Alman filozof Immanuel Kant’ın meşhur üç “eleştiri”siyle birlikte
modern felsefede handiyse “ilk felsefe” mertebesine yükselmiştir
epistemoloji. 20. yüzyıldaki ortaya çıkan birçok felsefi ekolün,
özellikle varoluş felsefelerinin öncelikle epistemolojiye tanınan bu
rüçhaniyeti ortadan kaldırmakla işe başladıklarını biliyoruz.
Epistemoloji, neyi nasıl bilebileceğimize dair geliştirilen felsefi fikirlerin toplamına verilmiş bir isim.

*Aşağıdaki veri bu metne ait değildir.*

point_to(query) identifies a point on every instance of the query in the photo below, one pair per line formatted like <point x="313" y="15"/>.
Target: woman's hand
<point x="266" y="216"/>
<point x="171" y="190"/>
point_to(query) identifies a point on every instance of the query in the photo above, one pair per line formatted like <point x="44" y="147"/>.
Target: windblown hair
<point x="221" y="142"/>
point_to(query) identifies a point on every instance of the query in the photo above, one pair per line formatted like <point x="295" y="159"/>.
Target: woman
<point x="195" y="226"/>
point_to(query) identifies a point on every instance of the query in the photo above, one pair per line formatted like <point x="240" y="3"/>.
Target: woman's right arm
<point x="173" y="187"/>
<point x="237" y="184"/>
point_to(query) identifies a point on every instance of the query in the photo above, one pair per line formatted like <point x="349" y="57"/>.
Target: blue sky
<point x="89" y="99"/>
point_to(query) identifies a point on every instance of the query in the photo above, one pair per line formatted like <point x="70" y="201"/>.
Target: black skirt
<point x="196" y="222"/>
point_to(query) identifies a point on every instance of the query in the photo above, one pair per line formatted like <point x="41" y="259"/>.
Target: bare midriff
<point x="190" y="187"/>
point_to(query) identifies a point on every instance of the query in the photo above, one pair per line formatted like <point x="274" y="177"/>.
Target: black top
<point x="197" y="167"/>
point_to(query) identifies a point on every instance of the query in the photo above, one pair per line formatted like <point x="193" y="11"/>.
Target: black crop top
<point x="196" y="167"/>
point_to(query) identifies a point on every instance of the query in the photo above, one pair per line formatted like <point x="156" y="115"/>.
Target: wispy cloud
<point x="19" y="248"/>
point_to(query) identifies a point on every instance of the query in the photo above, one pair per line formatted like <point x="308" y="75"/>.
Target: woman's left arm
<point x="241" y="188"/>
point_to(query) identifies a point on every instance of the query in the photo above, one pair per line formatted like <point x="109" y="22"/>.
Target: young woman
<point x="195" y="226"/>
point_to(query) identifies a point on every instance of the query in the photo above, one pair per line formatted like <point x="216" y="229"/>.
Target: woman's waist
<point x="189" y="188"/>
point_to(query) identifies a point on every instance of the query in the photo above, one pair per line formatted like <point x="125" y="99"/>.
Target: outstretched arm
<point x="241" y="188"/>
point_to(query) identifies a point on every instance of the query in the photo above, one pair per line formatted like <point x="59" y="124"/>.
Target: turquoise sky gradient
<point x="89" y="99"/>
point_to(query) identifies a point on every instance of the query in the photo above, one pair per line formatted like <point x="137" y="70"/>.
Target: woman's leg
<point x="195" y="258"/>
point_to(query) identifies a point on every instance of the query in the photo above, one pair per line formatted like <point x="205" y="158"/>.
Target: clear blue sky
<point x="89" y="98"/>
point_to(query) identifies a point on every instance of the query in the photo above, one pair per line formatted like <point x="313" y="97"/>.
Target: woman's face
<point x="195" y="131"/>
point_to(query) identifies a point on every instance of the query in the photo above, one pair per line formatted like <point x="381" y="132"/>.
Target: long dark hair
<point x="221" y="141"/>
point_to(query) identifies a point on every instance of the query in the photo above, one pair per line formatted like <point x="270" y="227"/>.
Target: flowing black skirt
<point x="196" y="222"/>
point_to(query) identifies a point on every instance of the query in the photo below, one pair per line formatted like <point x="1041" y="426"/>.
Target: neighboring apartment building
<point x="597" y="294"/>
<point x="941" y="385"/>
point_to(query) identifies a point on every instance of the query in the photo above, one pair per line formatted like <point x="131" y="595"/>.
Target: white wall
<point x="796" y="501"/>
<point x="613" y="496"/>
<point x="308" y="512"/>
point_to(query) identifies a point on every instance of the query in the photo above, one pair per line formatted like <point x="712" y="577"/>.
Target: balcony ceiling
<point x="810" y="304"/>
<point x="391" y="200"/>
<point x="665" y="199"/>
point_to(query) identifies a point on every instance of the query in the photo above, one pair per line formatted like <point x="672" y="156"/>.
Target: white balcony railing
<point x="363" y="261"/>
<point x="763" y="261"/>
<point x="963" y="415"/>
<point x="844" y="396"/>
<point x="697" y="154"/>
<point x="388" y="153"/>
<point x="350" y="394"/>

“Herhangi bir şeyi kesin olarak bilebilir
miyiz?” sorusunu “Evet bilebiliriz” diye cevaplayanlar ile bu soruya
olumsuz cevap vererek “kesin bilgi”ye asla kavuşamayacağımızı ileri
sürenler, yani “dogmatikler” ile “şüpheciler” epistemolojik
yaklaşımların iki temel unsurudur. Haddi zatında bilgi kuramı -ya da
epistemoloji- bu iki uç arasında süren büyük bir çekişmedir.
Bazı
dogmatikler kesinliği duyuların yargılarında aradılar. Onlara göre,
insan zihni boş bir levhadır ve duyuları bu levha üzerin işledikleri
bilgilerimizin kaynağını oluşturur. Bunlara karşı şüpheciler ise
duyuların kesin bilgi için ne güvenilir ne de yeterli bir temel olduğu
itirazını getirirler. Diğer dogmatikler ise kesinliği salt aklın
yargılarında aradılar. Bunlara karşı ise şüpheciler rasyonel apaçıklığın
doğruluğun garantisi olmasına itiraz ettiler. Empiristler ile
rasyonalistler arasında da bir iç çekişme vardır. Onlar hem şüphecilerin
itirazlarını izale etmeye hem de birbirlerini alt etmeye uğraşırlar.
Sağduyulu şüpheci!
Yirminci
yüzyılda epistemoloji ve siyaset teorisinde yazdığı eserlerle
“eleştirel akılcılık” denebilecek bir felsefi yaklaşımı ortaya koymuş
Karl Raimund Popper’in öğrencisi Alan Musgrave; Sağduyu, Bilim ve
Şüphecilik’i söz konusu çekişmeyi felsefe tarihini temel alarak
inceleyen giriş niteliğinde bir kitap olarak yazmış. Musgrave, felsefi
meşrep olarak esas itibariyle, şüphecilerin tarafında olmakla birlikte
felsefecilerin şüpheciliğin hakkından gelme arzusuyla çoğu kez idealist
ya da realizm-karşıtı yapıda öğretiler geliştirdiklerini göstermeye
çalışıyor kitabında. Musgrave’e göre şüphecilik böyle öğretilere karşı
çıkarak sağduyu ve bilim tarafında yer alır.
Felsefe tarihini
baştan sona kuşatan bu çekişmeyi incelemek felsefi bilgiye yaklaşımdaki
farklılıkların, sadece felsefi anlayışlar arasındaki farklılıklara
katkısını ortaya çıkarmaz elbette; bunun yanı sıra felsefe, bilim ve
gündelik hayatla ilgili tutumlarımızda da bilgi ve bilgi edinme
süreçlerine dair takındığımız tavırların etkisini açığa vurur.
Musgrave şüphecilikten hareket
ederek
Popperyan görüşe ulaşır: Yanlışlanabilircilik ya da eleştirel
rasyonalizm. Şüphecilerin iddia ettikleri gibi, çok az kesin bilgimiz
olsa veya hiç olmasa da, çok sayıda tahmini bilgiye sahip olabiliriz ve
sahibiz de. Bu üçüncü görüş, Musgrave açısından, algıya ilişkin, bilime
ilişkin ve doğruluğun doğasına ilişkin
tavizsiz bir realizmi bünyesinde taşır. Alan Musgrave, kitabının önsözünde açıkça Popperyen bir tutum aldığını söylüyor ve şüphesiz Popper’ın bu görüşlere katılması da gerekmiyor!